About the book, from the publisher:
A Pulitzer Prize winner explores the role of the first machine gun in transforming America into a superpower
Although it was little used during the American Civil War—the time in which it was invented—the Gatling gun soon changed the nature of warfare and the course of world history. Discharging two hundred shots per minute with alarming accuracy, the world’s first machine gun became vitally important to protecting and expanding America’s overseas interests. Its inventor, Richard Gatling, was famous in his own time for creating and improving many industrial designs, from bicycles and steamship propellers to flush toilets. A man of great business and scientific acumen, Gatling actually proposed his gun as a way of saving lives, thinking it would decrease the size of armies and, therefore, make it easier to supply soldiers and reduce malnutrition deaths.
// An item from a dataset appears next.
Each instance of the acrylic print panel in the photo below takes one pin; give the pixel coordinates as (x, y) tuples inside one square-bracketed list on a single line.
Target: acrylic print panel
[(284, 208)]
The scientists who unleashed America’s atomic arsenal less than a century later would see it much the same way.
In Mr. Gatling’s Terrible Marvel, Julia Keller offers a riveting account of the Gatling gun’s invention, its misunderstood creator, and its tremendous impact on American and world events. She also shows how the gun, in its combination of ingenuity, idealism, and destructive power, perfectly exemplified the paradox of America’s rise as a world superpower.